Honesty, rather refreshingly, invites stability both to the Pierce family and the motivations of Black Lightning in the macro. It's very seldom that TV families — Black TV families most especially — are awarded the openness the Pierce family (outside of Jefferson's superhero lives) share on television. The nature of that honesty has a top-down quality. Lynn and Jefferson as parents are usually able to control how much the girls know about Black Lightning while keeping wide space for communication allowing Anissa and Jennifer to be themselves freely. It's a delicate balance that is bound to be shaken up given the implications of this week's episode.
While never being shown in the Pierce home, Peter Gambi was always assumed to at least tangentially be a part of the family, despite the clear signs of dissension. Though Black Lightning's methodical handling of the reveal — that Gambi is connected to a government agency involved with the proliferation of Green Light in Freeland — feels like a slog at points, the subplot is the show's surest source of intrigue (even if that intrigue manifests itself in complaints sometimes!).

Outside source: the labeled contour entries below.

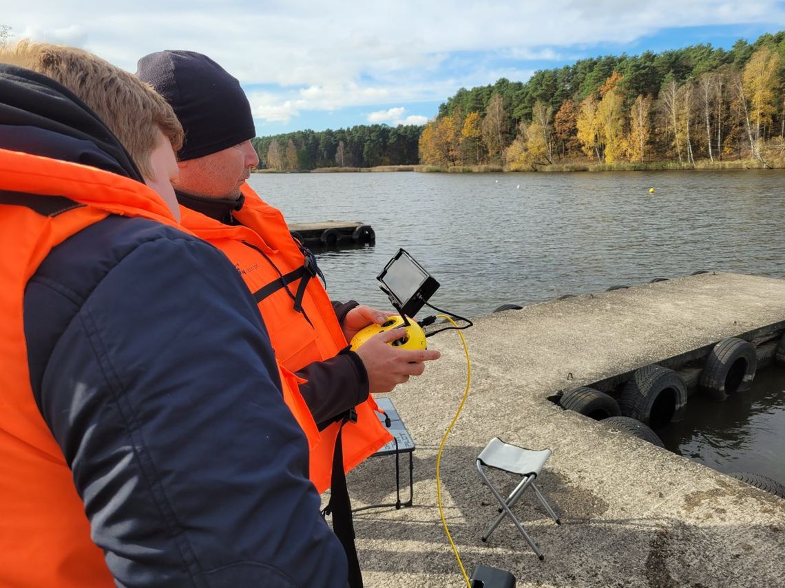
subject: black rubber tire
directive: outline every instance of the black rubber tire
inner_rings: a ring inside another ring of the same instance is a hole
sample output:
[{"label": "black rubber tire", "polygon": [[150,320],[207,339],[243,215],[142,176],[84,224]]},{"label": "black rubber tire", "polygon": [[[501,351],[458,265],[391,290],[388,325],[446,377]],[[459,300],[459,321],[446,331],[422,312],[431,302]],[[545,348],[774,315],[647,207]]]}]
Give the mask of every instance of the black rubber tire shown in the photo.
[{"label": "black rubber tire", "polygon": [[497,307],[494,309],[494,312],[502,312],[502,310],[520,310],[523,307],[519,307],[517,304],[502,304],[500,307]]},{"label": "black rubber tire", "polygon": [[643,439],[649,443],[665,448],[665,444],[653,430],[646,426],[643,423],[629,416],[612,416],[601,421],[602,424],[611,429],[620,430],[623,433],[628,433],[638,439]]},{"label": "black rubber tire", "polygon": [[776,360],[780,365],[785,365],[785,333],[783,333],[783,338],[777,345]]},{"label": "black rubber tire", "polygon": [[635,370],[619,397],[625,416],[652,429],[681,420],[687,405],[687,387],[678,374],[652,364]]},{"label": "black rubber tire", "polygon": [[743,339],[730,337],[717,343],[706,356],[700,387],[711,398],[725,400],[728,394],[748,390],[756,369],[755,347]]},{"label": "black rubber tire", "polygon": [[736,480],[740,480],[745,484],[749,484],[750,486],[754,486],[761,490],[765,490],[775,496],[785,498],[785,485],[780,484],[776,480],[772,480],[772,478],[761,476],[760,474],[750,474],[749,472],[734,472],[728,475],[731,477],[735,477]]},{"label": "black rubber tire", "polygon": [[338,239],[341,238],[341,233],[335,229],[325,229],[319,238],[322,241],[322,245],[332,247],[338,244]]},{"label": "black rubber tire", "polygon": [[370,224],[361,224],[352,232],[352,241],[355,243],[373,243],[376,241],[376,233]]},{"label": "black rubber tire", "polygon": [[565,393],[559,404],[565,410],[574,410],[594,420],[622,414],[619,403],[612,396],[587,386]]}]

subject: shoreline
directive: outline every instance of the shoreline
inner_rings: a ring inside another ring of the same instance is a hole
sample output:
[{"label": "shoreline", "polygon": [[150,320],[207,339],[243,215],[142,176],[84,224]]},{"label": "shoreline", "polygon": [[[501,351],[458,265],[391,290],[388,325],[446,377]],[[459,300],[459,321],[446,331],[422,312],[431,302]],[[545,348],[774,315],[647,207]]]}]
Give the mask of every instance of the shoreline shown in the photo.
[{"label": "shoreline", "polygon": [[555,163],[537,165],[535,169],[510,169],[502,165],[377,165],[370,168],[331,167],[315,169],[254,169],[253,173],[366,173],[418,172],[420,173],[565,173],[572,172],[671,172],[671,171],[725,171],[744,169],[783,169],[781,166],[765,166],[752,159],[734,159],[724,162],[697,162],[680,164],[677,162],[652,162],[649,163]]}]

This week's episode finds Jefferson, Lynn and Anissa facing the dual tasks of finding Lady Eve's killer and learning the history of Green Light in Freeland. What they find instead is a multilayered conspiracy that extends a thru-line from a wicked federal government agency called the ASA; a corrupt Freeland police department that would willingly sacrifice one of their own to avoid exposure; an unimaginable amount of government resources invested experiments on children; and a 30-year-old murder investigation that left Tobias Whale without a political career and Jefferson Pierce without a father. All that, plus LaLa is a brain-damaged Lazarus haunting his old stomping grounds while seeing (and... kissing?) the ghost of LaWanda, the courageous Black mother he killed a while back.
Whew. There's a lot going on!
The appropriately-named "Revelations" felt packed with payoffs building up for the entire season while keeping the door open for Black Lightning's final flourish in the next coming weeks. Director Tanya Hamilton leaps from scheming to revealing with aplomb; taking up the helm after boring week for Jennifer (and everyone else, honestly), who literally says "I'm bored" in her first scene while interning (unpaid labor, much?) at the lab. Khalil's storyline has taken a backseat in recent weeks, leaving Jennifer with very little to do while Anissa and their parents learn how to deal with her burgeoning power.
Welp. Now they're about to have two superhero-in-training daughters to worryingly sip wine for. In what felt like a wink-wink to Samsung's exploding phone troubles, Jennifer unlocks a fire manipulation ability when she, in worry for a friend's safety, torches her phone at school. Appropriately scared, but curious, Jennifer picks up the ability a little quickly, calling forth the power the first time she tries.
Wonkiness still works its way into this week's episode. LaWanda's ghost haunts Lala while he showers, where he then kisses her for no real reason. The show hasn't gestured towards the two having any romantic history so it seemed a bit out of place. As does Gambi's church visit where a strange woman, Mrs. Johnson, advises him on trusting God's path. While this latter oddity might've been coded, Gambi hasn't really shown (to my knowledge!) a Christian proclivity.
Even worse, he wasn't there feeling down about, oh, I don't know, killing Joey Toledo the night before. Instead, he felt cross about telling Jefferson the truth, which, honestly, shouldn't have been such an existential crisis in the first place. The scene does, however, concretize Gambi's genuine care for the Pierce family even if randomly showing up alone at a church where an anonymous singer goes on about the afterlife is narratively questionable.
At its best, "Revelations" is a much-needed, momentous episode that maneuvered Black Lightning’s multiple storylines in thrilling fashion. Lynn pieces everything together by the episode's end, shifting the gravity of the episode from concern about Anissa's inculcation into Black Lightning's world toward the forces — both bureaucratic (the ASA) and anthropologic (drug abuse in Freeland) — impacting the world outside of Black Lightning. With Jennifer's powers on the rise, even more superpowered secrets are sure to be revealed.
As the chaos of conspiracy in Freeland brews, the Pierce-hub is going to have to come clean, and fast. It's going to take their combined might to fend off the storm approaching.